In [None]:
# pip install pymilvus

# 导入必要的库
from pymilvus import MilvusClient
import numpy as np

# ===================== 连接到 Milvus 数据库 =====================
# lite 版本指定本地文件路径
client = MilvusClient("./milvus_demo.db")

# 其他版本连接方式（使用 HTTP 协议连接到远程服务器）
# client = MilvusClient(uri="http://localhost:19530", token="root:Milvus")


# ===================== 创建集合 =====================
# 如果集合已存在则删除
if client.has_collection(collection_name="demo_collection"):
    client.drop_collection(collection_name="demo_collection")
    
# 创建一个新集合，指定向量维度为 10
client.create_collection(
    collection_name="demo_collection",
    dimension=10  
)

# ===================== 准备数据 =====================
# 示例文本数据
docs = [
    "Artificial intelligence was founded as an academic discipline in 1956.",
    "Alan Turing was the first person to conduct substantial research in AI.",
    "Born in Maida Vale, London, Turing was raised in southern England.",
]

# 生成随机向量作为文本的向量表示
vectors = [[ np.random.uniform(-1, 1) for _ in range(10) ] for _ in range(len(docs)) ]

# 整合数据：将 ID、向量、文本和主题字段组合成记录
data = [ {"id": i, "vector": vectors[i], "text": docs[i], "subject": "history"} for i in range(len(vectors)) ]

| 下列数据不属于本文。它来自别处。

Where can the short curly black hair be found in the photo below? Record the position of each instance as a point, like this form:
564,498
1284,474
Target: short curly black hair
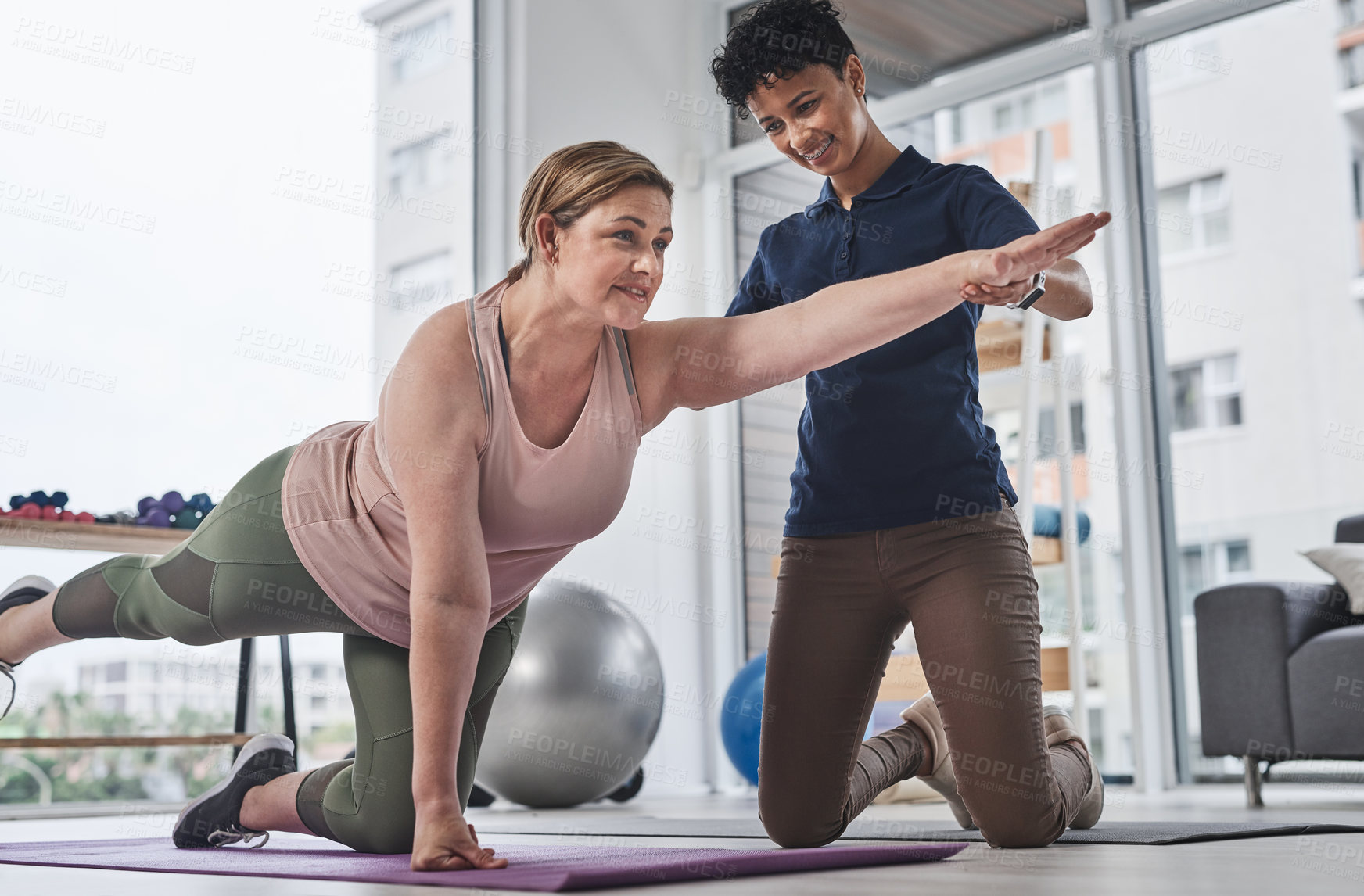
775,40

# ===================== 插入数据 =====================
res = client.insert(
    collection_name="demo_collection",
    data=data
)

# ===================== 向量相似度搜索 =====================
# 使用第一个向量作为查询向量，查找最相似的 2 条记录
res = client.search(
    collection_name="demo_collection",
    data=[vectors[0]],  # 查询向量
    filter="subject == 'history'",  # 过滤条件
    limit=2,  # 返回结果数量限制
    output_fields=["text", "subject"],  # 返回的字段
)
print("搜索结果:")
print(res)

# ===================== 基于属性查询 =====================
# 查询所有 subject 为 'history' 的记录
res = client.query(
    collection_name="demo_collection",
    filter="subject == 'history'",
    output_fields=["text", "subject"],
)
print("\n查询结果:")
print(res)

# ===================== 删除数据（已注释） =====================
# res = client.delete(
#     collection_name="demo_collection",
#     filter="subject == 'history'",
# )
# print(res)


data: ["[{'id': 0, 'distance': 0.9999999403953552, 'entity': {'text': 'Artificial intelligence was founded as an academic discipline in 1956.', 'subject': 'history'}}, {'id': 2, 'distance': 0.3660986125469208, 'entity': {'text': 'Born in Maida Vale, London, Turing was raised in southern England.', 'subject': 'history'}}]"]
data: ["{'id': 0, 'text': 'Artificial intelligence was founded as an academic discipline in 1956.', 'subject': 'history'}", "{'id': 1, 'text': 'Alan Turing was the first person to conduct substantial research in AI.', 'subject': 'history'}", "{'id': 2, 'text': 'Born in Maida Vale, London, Turing was raised in southern England.', 'subject': 'history'}"]


In [None]:
# 再次查询集合中的所有历史主题记录
res = client.query(
    collection_name="demo_collection",
    filter="subject == 'history'",
    output_fields=["text", "subject"],
)
print("查询结果:")
print(res)

data: []


In [None]:
# 获取集合的统计信息，包括实体数量等
client.get_collection_stats("demo_collection")

{'row_count': 3}

In [None]:
# 检查集合是否存在
client.has_collection("demo_collection")

True

In [None]:
# 获取集合的详细信息，包括字段设置、索引类型等
client.describe_collection("demo_collection")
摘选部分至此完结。